FM's record doesn't inspire hope on deficit target
FM's record doesn't inspire hope on deficit target
Economists at global rating agencies and fund houses have described the 5.1-per cent fiscal deficit target as an uphill task.

Mumbai: Economists at global rating agencies and fund houses have described the 5.1-per cent fiscal deficit target as an uphill task and devoid of clear roadmap, adding that track-record of the Finance Minister last year, coupled with still uncertain global environment, does not make the number seem tenable.

They also said the deficit target will most likely overshoot by 20-40 bps to 5.3-5.5 per cent, as the projected revenue increase and subsidy cuts may not materialise.

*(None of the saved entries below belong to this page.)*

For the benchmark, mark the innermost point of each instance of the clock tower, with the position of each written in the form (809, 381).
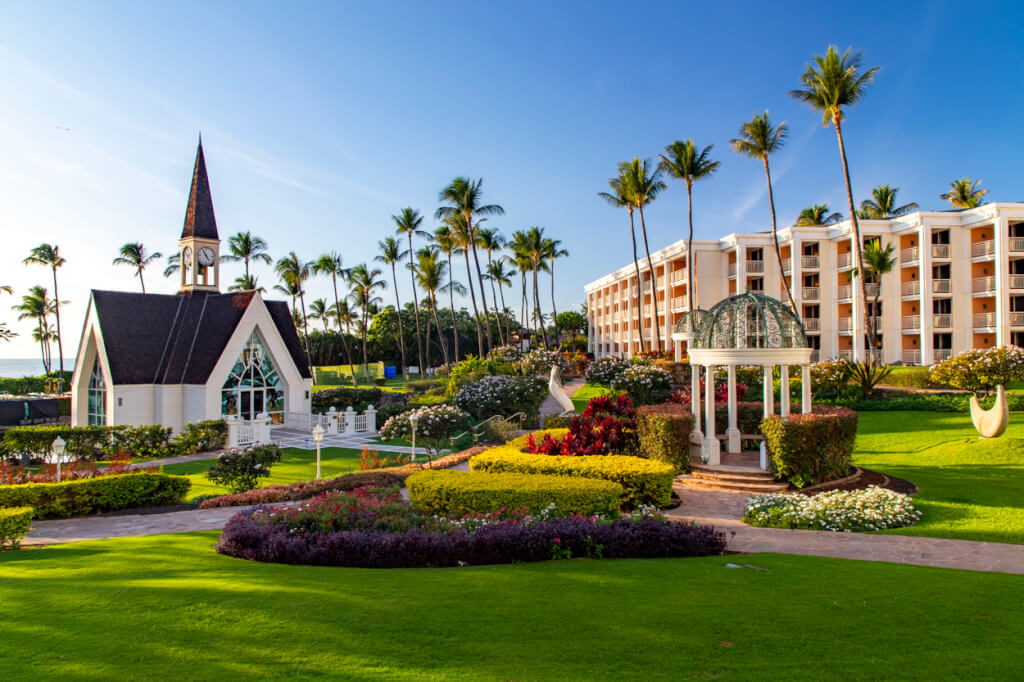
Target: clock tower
(199, 248)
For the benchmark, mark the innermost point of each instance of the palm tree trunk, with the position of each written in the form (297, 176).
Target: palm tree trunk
(858, 244)
(778, 250)
(653, 282)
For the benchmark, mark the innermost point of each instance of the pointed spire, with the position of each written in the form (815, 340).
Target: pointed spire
(200, 220)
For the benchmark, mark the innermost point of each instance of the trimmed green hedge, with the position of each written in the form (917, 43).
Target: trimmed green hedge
(442, 492)
(102, 494)
(14, 524)
(643, 481)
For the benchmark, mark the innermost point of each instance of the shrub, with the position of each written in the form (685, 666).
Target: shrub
(643, 481)
(14, 524)
(811, 449)
(664, 433)
(502, 395)
(88, 496)
(444, 492)
(241, 471)
(870, 509)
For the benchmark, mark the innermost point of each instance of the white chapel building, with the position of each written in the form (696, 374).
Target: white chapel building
(171, 359)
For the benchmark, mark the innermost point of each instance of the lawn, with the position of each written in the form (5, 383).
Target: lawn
(168, 607)
(970, 488)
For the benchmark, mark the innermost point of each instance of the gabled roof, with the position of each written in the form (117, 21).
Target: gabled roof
(200, 220)
(165, 339)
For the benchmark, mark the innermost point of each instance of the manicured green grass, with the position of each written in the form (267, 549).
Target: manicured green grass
(168, 607)
(295, 465)
(970, 488)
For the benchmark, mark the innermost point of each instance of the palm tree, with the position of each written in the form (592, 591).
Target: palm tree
(830, 83)
(758, 139)
(246, 248)
(622, 196)
(365, 283)
(134, 254)
(883, 204)
(464, 197)
(687, 162)
(49, 255)
(294, 272)
(965, 193)
(390, 253)
(818, 214)
(409, 222)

"We do expect some fiscal slippages relative to the budget target, with the final figure possibly slipping to around 5.3-.5.5 per cent of GDP," said HSBC chief economist for India Leif Eskesen, though he described the Budget as

"more realistic, and low on ambition".

Eskesen said fiscal slippages are likely to come from non-tax revenues and subsidies front, and increasing indirect taxes, divestment target and spectrum receipts and cutting subsidies will not be sufficient.

He admitted that Budget reflects the tight-rope FM has to walk due to economic and political realities. The fiscal policy has to help RBI contain inflation and bring public finances back onto a sustainable path to allow the government

to regain fiscal credibility after this year's significant slippage, he said.

The problem arises, according to him, from the fact that though the Budget moved the deficit in the right direction, the implied fiscal consolidation is relatively moderate, apart from being not serious on structural reforms.

He also said subsidy bill may also be difficult to achieve if oil prices remain high and inflation proves sticky.

Leading global rating agency Standard & Poor's also said the uncertainty regarding policy implementation will keep the deficit high next fiscal despite reforms.

"While the FM announced various fiscal reforms, the timing of the implementation of key reform measures such as GST, DTC, and targeted direct subsidy remains uncertain. Also, deficit is likely to remain high, as uncertainty surrounds the path to subsidy consolidation and to lowering the fiscal vulnerability to volatile commodity prices," it said.